俺はルールをしっかりと把握した後、予選が行われるホールへと向かった。ホールはかなり広く、俺の通ってた中学校の体育館並みにある。そこには恐らく70~80人くらいだろうか、ホールの中を埋め尽くさんとばかりにたくさんの選手がいた。
「たくさん人がいますね…」
「何たって、この世界最大のお祭りだしね。自分の力を全世界に知らしめようと参加する人は毎年たくさんいるわ」
予選に参加しているのは、どれも強そうな人ばかりだ。俺、無事に勝ち残る事が出来るのかな…。少しだけ不安になってきた。
会場に入ってしばらく待っていると、ホールの奥から眼鏡をかけた一人の男性がやってきた。
「えー、この度ははるばる遠い所からこの大会へ出場して頂き誠にありがとうございます。私が本大会の主催を務めております、アンジェロと申します」
この人が闘技大会の主催者らしい。思ったより物腰が柔らかそうな人だな。
「それでは早速予選のルールについて説明をさせて頂きます」
予選のルールについてはさっき受付の人が言ってたのと同じだったので、すんなりと頭に入った。説明が終わると、俺たちはくじ引きの箱がある場所へと移動してそこから番号札を引いた。
で、くじ引きの結果はというとフリントがBブロック、ナラがCブロック。そして俺はAブロックに入る事になった。皆バラバラになったな。

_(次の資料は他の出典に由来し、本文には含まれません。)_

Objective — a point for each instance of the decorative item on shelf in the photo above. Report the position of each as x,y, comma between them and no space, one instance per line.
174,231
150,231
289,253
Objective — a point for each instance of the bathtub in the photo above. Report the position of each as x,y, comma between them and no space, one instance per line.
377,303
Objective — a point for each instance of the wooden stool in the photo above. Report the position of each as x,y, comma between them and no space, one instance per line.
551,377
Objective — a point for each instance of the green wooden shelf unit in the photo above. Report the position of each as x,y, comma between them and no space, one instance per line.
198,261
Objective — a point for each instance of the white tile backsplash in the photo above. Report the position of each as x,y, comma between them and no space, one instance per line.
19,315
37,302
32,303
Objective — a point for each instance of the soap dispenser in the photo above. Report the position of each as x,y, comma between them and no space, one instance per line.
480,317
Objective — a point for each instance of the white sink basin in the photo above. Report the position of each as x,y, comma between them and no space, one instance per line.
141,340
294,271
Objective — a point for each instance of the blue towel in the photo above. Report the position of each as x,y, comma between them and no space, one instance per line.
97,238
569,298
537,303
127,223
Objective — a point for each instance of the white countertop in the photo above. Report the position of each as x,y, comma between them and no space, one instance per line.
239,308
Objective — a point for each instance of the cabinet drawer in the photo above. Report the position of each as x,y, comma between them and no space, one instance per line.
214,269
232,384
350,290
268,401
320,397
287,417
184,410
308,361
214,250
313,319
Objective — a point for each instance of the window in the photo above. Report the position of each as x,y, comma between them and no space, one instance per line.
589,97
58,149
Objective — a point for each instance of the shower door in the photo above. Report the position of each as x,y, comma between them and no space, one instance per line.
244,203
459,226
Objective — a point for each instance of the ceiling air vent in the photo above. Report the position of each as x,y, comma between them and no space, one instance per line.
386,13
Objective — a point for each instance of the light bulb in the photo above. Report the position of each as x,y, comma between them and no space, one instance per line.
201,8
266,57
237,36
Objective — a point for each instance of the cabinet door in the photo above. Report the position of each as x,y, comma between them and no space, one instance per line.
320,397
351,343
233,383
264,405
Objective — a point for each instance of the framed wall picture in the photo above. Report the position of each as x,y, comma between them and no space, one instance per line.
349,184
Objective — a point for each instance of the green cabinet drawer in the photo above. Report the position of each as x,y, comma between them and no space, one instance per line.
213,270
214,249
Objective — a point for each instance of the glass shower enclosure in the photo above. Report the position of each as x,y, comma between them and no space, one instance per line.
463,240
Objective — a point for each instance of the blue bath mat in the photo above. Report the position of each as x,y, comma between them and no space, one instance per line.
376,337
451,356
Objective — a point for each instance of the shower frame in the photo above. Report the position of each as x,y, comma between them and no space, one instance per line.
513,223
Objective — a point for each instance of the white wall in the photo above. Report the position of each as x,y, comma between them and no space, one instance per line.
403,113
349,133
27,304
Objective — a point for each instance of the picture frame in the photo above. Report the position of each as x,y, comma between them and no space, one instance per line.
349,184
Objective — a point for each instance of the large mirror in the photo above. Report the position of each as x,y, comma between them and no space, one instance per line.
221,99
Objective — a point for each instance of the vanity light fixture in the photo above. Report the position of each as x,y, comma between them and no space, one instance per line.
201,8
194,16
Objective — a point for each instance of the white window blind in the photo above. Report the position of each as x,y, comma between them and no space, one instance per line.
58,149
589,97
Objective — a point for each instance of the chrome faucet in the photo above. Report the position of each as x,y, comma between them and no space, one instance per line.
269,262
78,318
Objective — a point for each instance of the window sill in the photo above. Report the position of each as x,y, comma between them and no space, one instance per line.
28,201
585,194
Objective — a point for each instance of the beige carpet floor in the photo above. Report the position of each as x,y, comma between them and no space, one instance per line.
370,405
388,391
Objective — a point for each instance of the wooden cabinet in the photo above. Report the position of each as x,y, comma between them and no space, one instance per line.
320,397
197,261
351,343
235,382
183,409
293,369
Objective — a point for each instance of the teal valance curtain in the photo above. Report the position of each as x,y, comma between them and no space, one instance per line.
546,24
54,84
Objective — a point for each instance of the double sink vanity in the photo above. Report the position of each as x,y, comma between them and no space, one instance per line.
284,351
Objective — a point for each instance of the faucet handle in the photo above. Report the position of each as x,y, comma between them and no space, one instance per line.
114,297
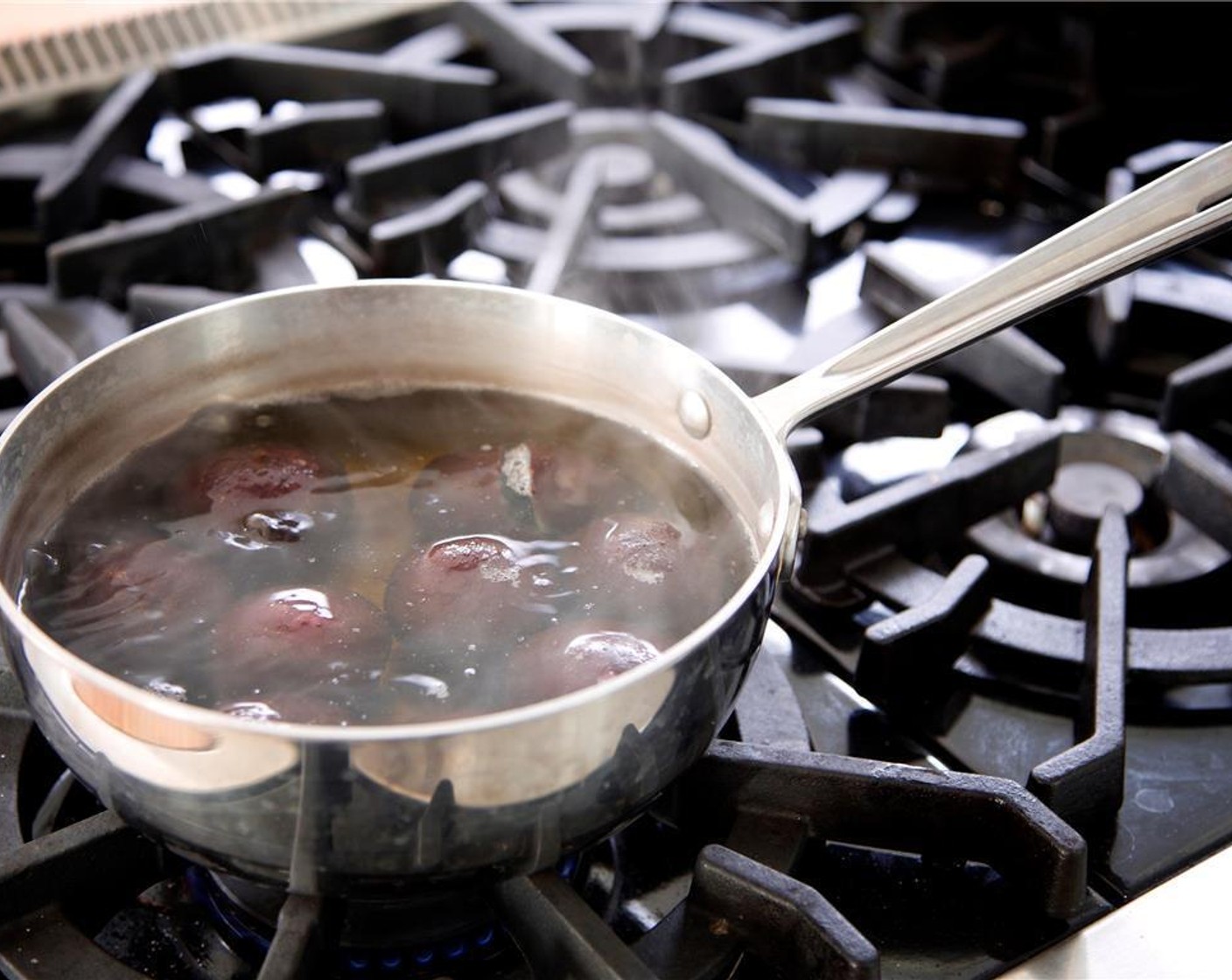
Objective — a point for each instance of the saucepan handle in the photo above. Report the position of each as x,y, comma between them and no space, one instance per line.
1178,210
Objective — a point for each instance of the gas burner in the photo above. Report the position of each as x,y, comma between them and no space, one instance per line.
1105,458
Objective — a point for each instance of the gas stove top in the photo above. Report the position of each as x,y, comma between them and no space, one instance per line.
990,726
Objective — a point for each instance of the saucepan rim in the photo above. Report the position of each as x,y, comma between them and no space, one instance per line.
785,514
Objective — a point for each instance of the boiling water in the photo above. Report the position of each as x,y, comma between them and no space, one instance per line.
398,558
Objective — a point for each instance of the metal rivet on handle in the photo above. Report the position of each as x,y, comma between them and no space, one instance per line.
694,415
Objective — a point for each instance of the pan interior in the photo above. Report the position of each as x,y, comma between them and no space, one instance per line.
374,338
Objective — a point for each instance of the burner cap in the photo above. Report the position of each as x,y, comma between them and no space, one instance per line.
1082,492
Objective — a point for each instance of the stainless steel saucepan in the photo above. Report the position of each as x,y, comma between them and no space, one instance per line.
349,808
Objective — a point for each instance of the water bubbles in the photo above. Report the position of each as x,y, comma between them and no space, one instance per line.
431,687
253,711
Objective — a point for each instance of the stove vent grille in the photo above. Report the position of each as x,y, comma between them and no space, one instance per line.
97,54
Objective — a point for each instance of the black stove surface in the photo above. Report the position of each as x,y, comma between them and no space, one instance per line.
996,700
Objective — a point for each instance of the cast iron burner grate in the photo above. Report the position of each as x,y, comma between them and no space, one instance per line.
94,898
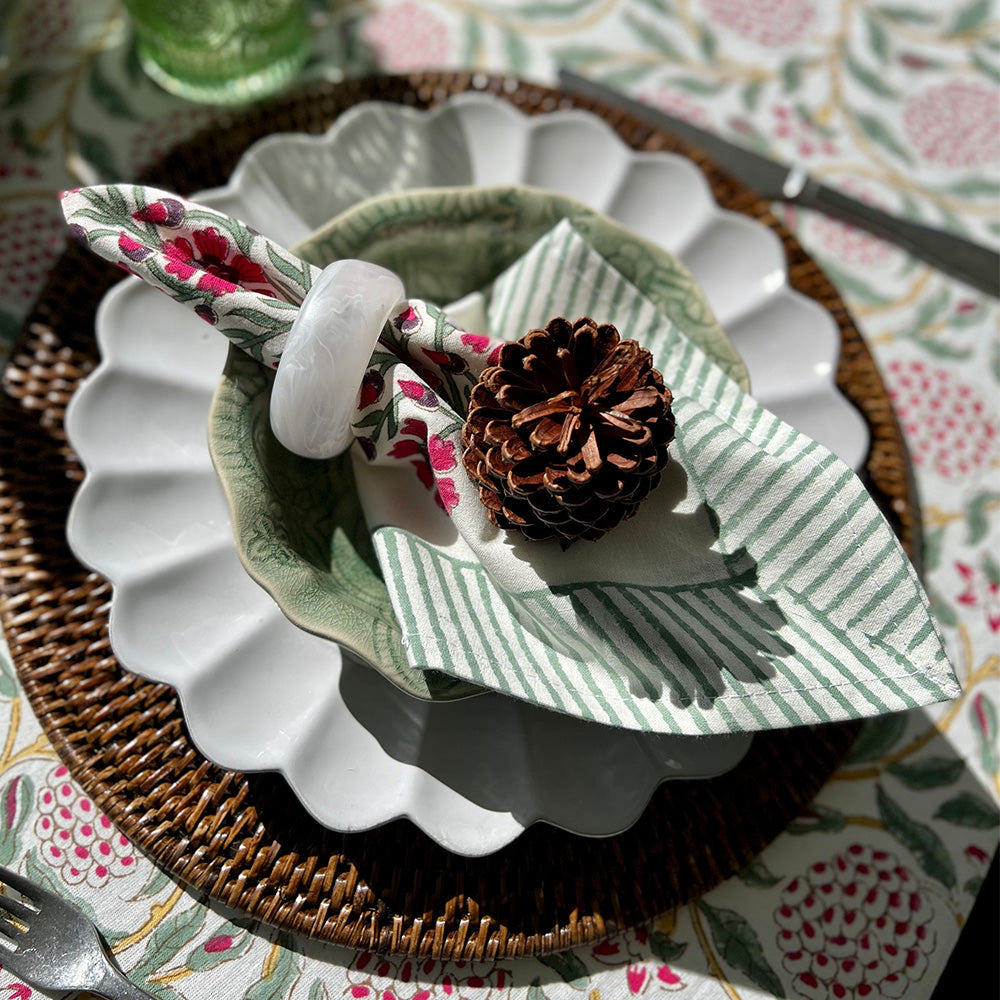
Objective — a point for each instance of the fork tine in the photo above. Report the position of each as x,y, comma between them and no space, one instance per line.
20,884
17,909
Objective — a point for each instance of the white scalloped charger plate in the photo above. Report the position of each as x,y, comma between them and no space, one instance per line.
260,694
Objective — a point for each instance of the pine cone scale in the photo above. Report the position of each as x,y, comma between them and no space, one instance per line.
568,432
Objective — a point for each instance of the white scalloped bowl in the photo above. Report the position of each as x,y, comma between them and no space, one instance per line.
259,693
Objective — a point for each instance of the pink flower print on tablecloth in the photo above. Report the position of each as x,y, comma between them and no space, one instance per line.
33,240
42,27
949,427
772,23
377,977
847,244
77,839
857,926
675,103
980,589
406,36
956,124
642,973
797,131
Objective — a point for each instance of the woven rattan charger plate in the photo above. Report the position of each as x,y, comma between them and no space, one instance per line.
245,839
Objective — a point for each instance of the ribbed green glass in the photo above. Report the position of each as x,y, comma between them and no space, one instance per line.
220,51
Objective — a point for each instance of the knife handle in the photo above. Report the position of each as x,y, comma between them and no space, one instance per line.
969,262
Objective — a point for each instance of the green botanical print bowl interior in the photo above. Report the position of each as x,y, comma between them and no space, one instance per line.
299,528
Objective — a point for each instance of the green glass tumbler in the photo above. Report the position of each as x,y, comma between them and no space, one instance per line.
220,51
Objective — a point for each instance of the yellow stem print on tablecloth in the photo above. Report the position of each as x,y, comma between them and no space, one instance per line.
713,963
74,76
563,27
990,669
157,912
39,747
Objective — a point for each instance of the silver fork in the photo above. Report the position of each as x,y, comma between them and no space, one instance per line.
52,945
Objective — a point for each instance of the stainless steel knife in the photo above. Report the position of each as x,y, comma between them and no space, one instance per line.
962,259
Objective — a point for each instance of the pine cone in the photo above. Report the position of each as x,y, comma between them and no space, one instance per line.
568,432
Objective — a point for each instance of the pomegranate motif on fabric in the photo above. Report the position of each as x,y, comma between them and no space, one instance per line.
855,927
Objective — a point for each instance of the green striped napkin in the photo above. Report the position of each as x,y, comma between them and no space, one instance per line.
758,587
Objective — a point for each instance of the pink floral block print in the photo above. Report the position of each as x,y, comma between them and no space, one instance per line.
406,36
956,124
76,839
854,927
772,23
950,428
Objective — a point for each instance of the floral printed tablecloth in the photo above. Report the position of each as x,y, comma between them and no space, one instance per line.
896,101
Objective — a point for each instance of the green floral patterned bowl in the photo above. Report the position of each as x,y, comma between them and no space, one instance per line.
298,523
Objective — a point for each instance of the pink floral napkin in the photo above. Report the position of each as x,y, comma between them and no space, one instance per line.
245,285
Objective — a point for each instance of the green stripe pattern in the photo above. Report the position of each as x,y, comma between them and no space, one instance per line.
804,610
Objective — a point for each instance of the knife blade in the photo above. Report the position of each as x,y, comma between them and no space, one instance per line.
969,262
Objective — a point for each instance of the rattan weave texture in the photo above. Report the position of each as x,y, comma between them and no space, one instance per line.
244,839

「私たちは別々のブロックに移動する事になったわね。という事は、きっとナオト君と戦う機会が来るかもしれないわ」
「仲間同士で戦うのはあまり好きじゃないんですけど…。でも、本気でやらないといけないんですよね」
「そうね。これはあくまでも試合なんだから、もしお互い戦う時が来たら悔いのないよう精一杯頑張りましょ」
うへぇ、場合によってはこの二人のどちらかと戦う可能性があるという訳か。それだけは嫌だなぁ、どっちもパワー系だから殴られたら痛そうだし。本人には悪いが、どっかで脱落してくれる事を祈るしかない。
そう思いながら、俺は二人と別れてAブロックへ移動した。他の選手の移動が終わると、さっきの主催者の声がまた聞こえてきた。
「それでは、これより予選を開始します。悔いのないように正々堂々と戦いましょう。――それでは、始め!」
いよいよ予選試合の始まりだ。必ず本戦に出場できるよう、精一杯頑張るぞ。